Legal Practice | 09.10.2020

Abuse of trust offence in the light of a holding law draft in Poland

The interest of a company and the interest of a capital group - current status

So far, the provisions of Polish law have not regulated in detail the relationship between a parent company and subsidiaries within the same group (apart from relations of domination and dependence, which are the basis of the group structure).

There are no regulations which take into account the common strategic interest of the group or rules of liability within the group. This creates fundamental problems in the area of criminal law and the liability of managers acting on behalf of subsidiaries.

Acting to the detriment of a company

The Polish Criminal Code provides for the offence of abuse of trust (often called ‘acting to the detriment of a company’).

▪ This crime may be committed by abuse of a right or failure to fulfil an obligation (breach of fiduciary duty) by persons dealing with business activities or managing a company's property/assets. In practice the offence affects members of the management board, managers, proxies.  The issue of whether an individual may be guilty of an offence is determined by the organisational structure of a company, its internal procedures and managerial/employment contracts).

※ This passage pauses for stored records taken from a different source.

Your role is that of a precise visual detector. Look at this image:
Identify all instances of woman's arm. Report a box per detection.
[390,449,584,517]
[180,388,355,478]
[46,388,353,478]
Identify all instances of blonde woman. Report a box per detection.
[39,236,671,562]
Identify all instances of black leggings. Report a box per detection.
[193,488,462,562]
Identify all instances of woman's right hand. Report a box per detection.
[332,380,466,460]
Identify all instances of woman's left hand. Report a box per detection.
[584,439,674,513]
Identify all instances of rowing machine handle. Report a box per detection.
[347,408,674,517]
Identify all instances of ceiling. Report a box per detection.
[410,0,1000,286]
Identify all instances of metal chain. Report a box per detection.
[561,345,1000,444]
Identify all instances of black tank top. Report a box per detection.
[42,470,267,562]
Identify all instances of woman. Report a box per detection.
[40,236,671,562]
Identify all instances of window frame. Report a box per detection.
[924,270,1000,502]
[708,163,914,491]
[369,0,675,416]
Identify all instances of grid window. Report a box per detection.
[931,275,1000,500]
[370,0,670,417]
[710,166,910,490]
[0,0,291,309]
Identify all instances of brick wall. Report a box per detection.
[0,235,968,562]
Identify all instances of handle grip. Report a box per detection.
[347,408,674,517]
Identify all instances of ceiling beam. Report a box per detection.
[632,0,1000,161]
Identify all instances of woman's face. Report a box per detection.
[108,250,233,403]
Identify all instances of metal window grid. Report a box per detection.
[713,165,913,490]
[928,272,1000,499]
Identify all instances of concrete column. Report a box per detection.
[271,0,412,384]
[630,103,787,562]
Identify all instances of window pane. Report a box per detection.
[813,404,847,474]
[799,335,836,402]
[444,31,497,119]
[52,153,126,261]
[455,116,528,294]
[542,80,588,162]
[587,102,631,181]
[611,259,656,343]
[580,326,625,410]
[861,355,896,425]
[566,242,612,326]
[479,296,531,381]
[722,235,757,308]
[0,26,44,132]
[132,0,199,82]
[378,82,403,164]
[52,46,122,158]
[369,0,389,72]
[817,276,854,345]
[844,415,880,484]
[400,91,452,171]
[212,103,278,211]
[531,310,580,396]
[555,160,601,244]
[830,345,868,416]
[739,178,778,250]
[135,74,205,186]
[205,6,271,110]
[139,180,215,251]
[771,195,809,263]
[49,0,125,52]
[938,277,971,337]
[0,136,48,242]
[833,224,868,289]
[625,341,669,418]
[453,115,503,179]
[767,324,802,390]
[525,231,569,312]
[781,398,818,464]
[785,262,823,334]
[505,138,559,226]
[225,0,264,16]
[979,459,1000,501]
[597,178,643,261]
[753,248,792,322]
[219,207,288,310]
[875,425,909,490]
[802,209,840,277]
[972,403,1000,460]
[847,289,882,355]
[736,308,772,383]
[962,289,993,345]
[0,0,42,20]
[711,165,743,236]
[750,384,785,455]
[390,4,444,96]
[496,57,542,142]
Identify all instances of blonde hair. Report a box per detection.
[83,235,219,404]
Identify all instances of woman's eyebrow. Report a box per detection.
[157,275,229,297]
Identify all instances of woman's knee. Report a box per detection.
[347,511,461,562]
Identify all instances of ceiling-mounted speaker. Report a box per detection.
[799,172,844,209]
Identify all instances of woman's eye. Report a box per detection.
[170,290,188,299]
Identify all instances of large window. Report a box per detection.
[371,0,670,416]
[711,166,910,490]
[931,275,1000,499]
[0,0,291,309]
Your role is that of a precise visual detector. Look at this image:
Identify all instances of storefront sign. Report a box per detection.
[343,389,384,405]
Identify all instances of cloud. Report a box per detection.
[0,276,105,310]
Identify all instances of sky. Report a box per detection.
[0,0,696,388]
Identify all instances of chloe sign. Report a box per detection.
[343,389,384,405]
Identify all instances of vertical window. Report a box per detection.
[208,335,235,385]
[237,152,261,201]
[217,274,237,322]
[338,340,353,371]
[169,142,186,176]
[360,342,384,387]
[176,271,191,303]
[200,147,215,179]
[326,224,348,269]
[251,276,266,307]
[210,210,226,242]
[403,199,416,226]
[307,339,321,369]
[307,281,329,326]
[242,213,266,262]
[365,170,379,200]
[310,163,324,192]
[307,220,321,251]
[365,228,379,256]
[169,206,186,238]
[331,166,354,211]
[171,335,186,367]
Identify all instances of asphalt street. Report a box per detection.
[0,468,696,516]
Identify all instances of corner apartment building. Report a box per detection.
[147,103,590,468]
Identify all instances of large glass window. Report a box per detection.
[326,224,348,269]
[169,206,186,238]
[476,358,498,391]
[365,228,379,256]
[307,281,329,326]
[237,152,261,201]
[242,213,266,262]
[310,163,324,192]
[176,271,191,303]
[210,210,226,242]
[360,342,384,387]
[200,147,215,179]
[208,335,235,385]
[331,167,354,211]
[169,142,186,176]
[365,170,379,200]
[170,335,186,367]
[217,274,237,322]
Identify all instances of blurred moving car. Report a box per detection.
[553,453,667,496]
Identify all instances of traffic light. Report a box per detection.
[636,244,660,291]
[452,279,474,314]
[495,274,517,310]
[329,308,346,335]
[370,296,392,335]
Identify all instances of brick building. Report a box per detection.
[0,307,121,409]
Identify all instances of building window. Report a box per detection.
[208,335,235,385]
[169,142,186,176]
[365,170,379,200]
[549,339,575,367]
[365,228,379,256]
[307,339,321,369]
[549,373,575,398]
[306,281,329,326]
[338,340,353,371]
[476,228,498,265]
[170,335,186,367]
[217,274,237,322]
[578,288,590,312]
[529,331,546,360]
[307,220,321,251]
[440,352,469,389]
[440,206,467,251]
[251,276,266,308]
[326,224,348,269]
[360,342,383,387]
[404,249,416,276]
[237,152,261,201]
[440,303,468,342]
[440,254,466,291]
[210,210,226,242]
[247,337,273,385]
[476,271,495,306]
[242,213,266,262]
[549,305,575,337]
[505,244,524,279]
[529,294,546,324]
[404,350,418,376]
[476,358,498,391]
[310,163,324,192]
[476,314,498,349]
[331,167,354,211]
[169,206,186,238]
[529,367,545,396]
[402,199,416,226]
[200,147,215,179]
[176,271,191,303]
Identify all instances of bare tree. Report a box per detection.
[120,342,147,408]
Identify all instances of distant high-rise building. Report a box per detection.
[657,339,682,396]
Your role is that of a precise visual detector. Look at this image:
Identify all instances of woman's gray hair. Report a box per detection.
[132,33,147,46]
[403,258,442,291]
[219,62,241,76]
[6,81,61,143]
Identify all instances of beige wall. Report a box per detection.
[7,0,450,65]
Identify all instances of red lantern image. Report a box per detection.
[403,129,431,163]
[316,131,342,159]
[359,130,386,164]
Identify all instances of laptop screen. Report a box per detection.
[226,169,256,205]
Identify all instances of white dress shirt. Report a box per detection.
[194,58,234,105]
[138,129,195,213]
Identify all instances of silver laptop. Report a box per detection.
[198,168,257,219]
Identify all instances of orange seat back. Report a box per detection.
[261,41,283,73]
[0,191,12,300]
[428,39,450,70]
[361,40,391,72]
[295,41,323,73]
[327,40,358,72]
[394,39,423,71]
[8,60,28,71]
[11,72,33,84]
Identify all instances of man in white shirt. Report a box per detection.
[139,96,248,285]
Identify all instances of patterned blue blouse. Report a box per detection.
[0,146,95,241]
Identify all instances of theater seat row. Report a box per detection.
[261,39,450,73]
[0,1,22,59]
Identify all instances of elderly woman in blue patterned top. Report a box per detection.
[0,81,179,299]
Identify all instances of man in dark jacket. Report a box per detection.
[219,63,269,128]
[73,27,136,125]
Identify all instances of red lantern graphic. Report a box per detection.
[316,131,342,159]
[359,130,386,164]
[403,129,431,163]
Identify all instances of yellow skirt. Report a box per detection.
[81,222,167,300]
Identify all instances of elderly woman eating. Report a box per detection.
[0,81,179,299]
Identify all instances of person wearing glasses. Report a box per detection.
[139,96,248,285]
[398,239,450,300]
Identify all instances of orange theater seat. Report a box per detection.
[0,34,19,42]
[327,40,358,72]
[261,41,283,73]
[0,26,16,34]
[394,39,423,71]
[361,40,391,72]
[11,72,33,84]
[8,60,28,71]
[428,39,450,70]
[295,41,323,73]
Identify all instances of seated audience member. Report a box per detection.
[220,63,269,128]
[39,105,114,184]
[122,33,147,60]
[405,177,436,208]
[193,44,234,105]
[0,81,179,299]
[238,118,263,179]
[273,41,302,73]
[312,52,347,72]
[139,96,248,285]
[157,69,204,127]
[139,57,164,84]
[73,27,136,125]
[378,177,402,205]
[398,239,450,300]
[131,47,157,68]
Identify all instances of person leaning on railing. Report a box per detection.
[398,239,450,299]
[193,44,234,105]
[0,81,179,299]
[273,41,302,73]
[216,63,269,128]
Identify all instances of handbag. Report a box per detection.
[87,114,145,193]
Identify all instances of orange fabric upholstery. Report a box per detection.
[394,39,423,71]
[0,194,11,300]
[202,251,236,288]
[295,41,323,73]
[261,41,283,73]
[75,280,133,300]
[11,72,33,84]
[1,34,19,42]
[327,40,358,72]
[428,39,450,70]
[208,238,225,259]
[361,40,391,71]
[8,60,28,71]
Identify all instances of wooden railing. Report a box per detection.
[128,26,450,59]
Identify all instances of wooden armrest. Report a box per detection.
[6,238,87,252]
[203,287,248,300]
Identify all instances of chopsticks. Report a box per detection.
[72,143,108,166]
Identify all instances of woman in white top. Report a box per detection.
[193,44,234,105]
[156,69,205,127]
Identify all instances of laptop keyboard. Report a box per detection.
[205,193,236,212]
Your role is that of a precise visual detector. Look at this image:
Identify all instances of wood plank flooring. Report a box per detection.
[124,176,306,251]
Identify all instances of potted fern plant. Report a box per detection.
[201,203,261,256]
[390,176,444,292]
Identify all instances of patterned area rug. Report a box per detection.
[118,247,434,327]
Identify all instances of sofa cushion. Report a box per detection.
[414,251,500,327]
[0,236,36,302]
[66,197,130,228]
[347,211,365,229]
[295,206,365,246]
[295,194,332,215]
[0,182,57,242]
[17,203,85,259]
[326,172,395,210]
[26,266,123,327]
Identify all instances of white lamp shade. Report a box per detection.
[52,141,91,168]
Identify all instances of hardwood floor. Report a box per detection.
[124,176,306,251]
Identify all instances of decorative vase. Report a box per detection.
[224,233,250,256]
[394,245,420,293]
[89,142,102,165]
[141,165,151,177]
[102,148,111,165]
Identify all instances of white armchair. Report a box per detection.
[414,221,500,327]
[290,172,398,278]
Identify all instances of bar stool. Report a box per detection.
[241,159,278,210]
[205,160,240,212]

▪ One of the main conditions for liability is causing material damage (actual damage and lost profits) or creating an imminent danger of causing it.

▪ The crime is prosecuted ex officio and punishable by imprisonment (in the most severe case, for up to 10 years).

Material damage

Causing material damage is essential to the manager’s liability for the abuse of trust offence. How is this assessed, if the company operates as part of a group and a particular transaction may be beneficial for the group as a whole, but not profitable for a subsidiary within the group? Unfortunately, the current regulations interpret the interests of a company very narrowly and only in relation to a specific company. The benefit obtained by the group as a whole is irrelevant when assessing the decisions of managers of Polish companies, if their actions lead to damage being suffered by subsidiaries.

Managers operating on the Polish market face the risk of criminal liability for making business decisions that are no more than an execution of shareholders’ decisions and an implementation of the group’s business strategy. In practice, this means that many transactions carried out in accordance with Polish law are contested by law enforcement authorities. This applies, inter alia, to transactions relating to ‘restructuring’ processes (squeeze-outs, buy-backs). For example, law enforcement authorities have the power to assess whether an intra-group transaction took place in accordance with market conditions and, if they decide otherwise, the difference between the actual price and the market price is considered as the subsidiary’s loss. In the circumstances a subsidiary is considered as a wronged party and has a separate legal position in criminal proceedings to that of its parent company or the group.

It is irrelevant that the entity which allegedly suffered damage is dependent on and, in fact, financed by the other party (parent company, other group subsidiary) to the transaction. According to the enforcement agencies, such transactions constitute grounds for bringing charges for acting to the detriment of the subsidiary.

Amendment to the Commercial Companies Code

A draft of the new provisions relating to group companies was presented in August this year. It introduces, among other things, a definition of a group of companies according to which the parent company and its subsidiaries are guided by a common economic strategy (the interest of the group of companies), enabling the parent company to exercise uniform management over its subsidiaries. Apart from the interests of the company, the parent company and the subsidiary are to be guided by the common interests of the group, respecting the rights of creditors and minority shareholders.

According to the draft provisions, the parent company may issue instructions binding on its subsidiaries. Their execution requires a prior resolution of the subsidiary's management board, which shall indicate at least:

▪ the interest of the group of companies justifying the execution of the parent company's instructions;

▪ the expected benefits or damage to the subsidiary resulting from the execution of the instructions;

▪ method and time for remedying the damage incurred by the subsidiary.

Members of the company’s management board or supervisory board will not be criminally liable for the offence of acting to the detriment of a company for following the instructions.

The proposed change recognises for the first time the strategic interests of the group and directly excludes criminal liability of managers of subsidiaries for actions which can be justified by the interests of the group. The draft is a response to calls over the years for provisions on liability within groups of companies to be implemented. The new provisions are intended to increase legal certainty and limit criminal liability for managers operating on the Polish market.

Ewelina Rutkowska
Raczkowski Law Firm

Ewelina Rutkowska is a lawyer who deals with business crime law. She supports Polish and international clients in conducting internal investigations. Ewelina advises on issues related to crisis management and specialises in building and implementing compliance management systems, including developing internal procedures in the area of anti-bribery/counteracting abuse. She conducts training sessions on compliance and business crime law matters. Ewelina is a PhD student at Warsaw University and the author of many press and scientific publications.